Wie kommen die Tropen und die Sahara nach Leipzig? Natürlich nicht großräumig, auch wenn die Entwicklung des Klimas das in ferner Zukunft vielleicht ermöglicht. Tropen- und Sahara-Bedingungen schaffen wir in modernen Klima- und Umweltprüfgeräten.
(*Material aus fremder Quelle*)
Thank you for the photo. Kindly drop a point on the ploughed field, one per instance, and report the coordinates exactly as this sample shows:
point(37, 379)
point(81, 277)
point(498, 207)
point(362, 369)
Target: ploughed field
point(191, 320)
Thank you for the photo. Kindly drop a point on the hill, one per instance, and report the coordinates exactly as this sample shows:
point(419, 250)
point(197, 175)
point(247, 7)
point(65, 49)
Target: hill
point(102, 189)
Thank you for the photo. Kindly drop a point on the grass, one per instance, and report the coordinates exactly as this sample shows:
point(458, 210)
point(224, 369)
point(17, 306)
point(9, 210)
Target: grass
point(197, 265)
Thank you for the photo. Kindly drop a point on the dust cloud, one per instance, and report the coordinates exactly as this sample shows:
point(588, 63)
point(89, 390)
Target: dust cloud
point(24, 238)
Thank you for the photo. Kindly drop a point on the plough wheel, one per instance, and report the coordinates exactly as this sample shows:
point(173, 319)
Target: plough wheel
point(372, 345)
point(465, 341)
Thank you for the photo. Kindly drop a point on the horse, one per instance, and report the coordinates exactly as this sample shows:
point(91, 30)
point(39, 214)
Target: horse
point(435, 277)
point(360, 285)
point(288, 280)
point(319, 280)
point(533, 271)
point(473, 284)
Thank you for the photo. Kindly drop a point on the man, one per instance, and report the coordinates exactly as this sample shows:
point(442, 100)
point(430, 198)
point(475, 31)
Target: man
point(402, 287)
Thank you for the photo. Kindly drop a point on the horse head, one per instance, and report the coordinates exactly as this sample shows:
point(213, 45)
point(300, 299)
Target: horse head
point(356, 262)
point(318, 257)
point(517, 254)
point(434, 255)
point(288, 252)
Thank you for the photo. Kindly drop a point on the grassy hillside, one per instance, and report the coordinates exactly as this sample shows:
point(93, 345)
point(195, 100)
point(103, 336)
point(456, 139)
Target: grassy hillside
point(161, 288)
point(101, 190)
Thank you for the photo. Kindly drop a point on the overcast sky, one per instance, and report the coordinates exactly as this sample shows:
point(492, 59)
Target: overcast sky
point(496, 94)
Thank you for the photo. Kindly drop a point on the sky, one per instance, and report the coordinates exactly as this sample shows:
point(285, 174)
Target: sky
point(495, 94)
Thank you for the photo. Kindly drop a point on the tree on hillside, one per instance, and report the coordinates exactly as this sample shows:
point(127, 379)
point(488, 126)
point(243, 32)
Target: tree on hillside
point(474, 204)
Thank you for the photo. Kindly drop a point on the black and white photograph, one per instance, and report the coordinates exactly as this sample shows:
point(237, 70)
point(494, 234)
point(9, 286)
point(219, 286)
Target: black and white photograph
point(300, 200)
Ziel der Umweltsimulation, als Nachbildung der Umwelteinflüsse auf Materialien und Bauteile, ist die praktische Erprobung zu verkürzen oder zu ersetzen, das Entwicklungsrisiko zu verringern und bereits vor der Fertigstellung von Prototypen ausreichende Kenntnisse über die Zuverlässigkeit und Lebensdauer von Komponenten und Teilsystemen zu gewinnen.

Die Umweltsimulation hat sich heute zu einem Fachgebiet entwickelt, das sowohl die eigentliche Simulation als auch die Einwirkung von Umgebungseinflüssen auf die Objekte und deren Rückwirkung auf die Umwelt beinhaltet. Nach der VDI-Richtlinie ist die Umweltsimulation eine Methode zur Untersuchung der Wechselwirkungen zwischen einem Wirkungsobjekt und seiner Umwelt (VDI 3958).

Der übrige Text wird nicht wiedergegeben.